En China los tés más utilizados provienen de plantaciones de Taiwán que, dependiendo de la producción que se pretenda, reciben diversos tratamientos (ver recuadro). La temperatura del agua es otro factor importante, para el té verde: entre 75 y 85º C para los rojos u oolongs a un poco más de temperatura pero sin hervir.
Entre los pasos destacados, quien sirve coloca agua hasta la mitad de la taza; el resto será “afecto” y, antes de probarlo, el invitado debe olerlo, golpear tres veces la mesa con el dedo y posteriormente tomar en sorbos pequeños. Tras degustarlo comparan los sabores y aromas con las tazas que se beban a lo largo de la reunión. Cuatro principios básicos rondan el rito: He –armonía-; jing –respeto-; mei-belleza-, y zhen –verdad-.

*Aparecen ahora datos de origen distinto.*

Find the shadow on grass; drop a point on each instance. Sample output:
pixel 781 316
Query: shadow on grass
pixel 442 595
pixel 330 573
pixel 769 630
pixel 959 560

La ceremonia del té japonesa en tanto, también implica hospitalidad y un tiempo para compartir. El anfitrión usa kimono. Debe haber un arreglo floral en la estancia destinada -denominada casa de té- incienso, así como una cerámica especial. Es habitual un rollo en la pared con caligrafía o pintura; esto define al agasajado.
El equilibrio entre los gestos apropiados y las frases acordes al momento es un trabajo al que deben abocarse -especialmente los occidentales- para no faltar el respeto. El equilibrio ambiental, por otra parte, es de gran relevancia: está dado en el metal de la tetera, la madera del carbón, la tierra de la cerámica, el fuego para calentar y el agua con la que se prepara la bebida. Un gesto de humildad es sacarse los zapatos y colocarse de rodillas. Incluso en muchas casas de té se ingresa en esa posición.

No se puede hablar de té sin nombrar a Inglaterra donde per cápita se consume más de 2 kg de Camellia sinensis. El Afternoon tea es un clásico que se impuso en la realeza y que los ingleses trasladaron a sus casas nobles y a sus colonias a comienzos del siglo XVII. Hoy es posible vivirlo con la opulencia de otros tiempos o la sencillez de un encuentro casual.
Entre las 15 y las 17, con scones, sandwiches o tartas frutales, la hora del té debe honrarse. En la actualidad es muy cool llegar a hoteles de lujo, en los que en ambientes refinados y elegantes se sirve la infusión de forma glamorosa. En el Hotel Claridge's un arpa acompaña el servicio por el que se abona aproximadamente 30 libras. El Ritz es lo más top. El promedio de gastos es de 40 libras pero los vale. Todo el jet set y famosos del mundo en un mismo sitio.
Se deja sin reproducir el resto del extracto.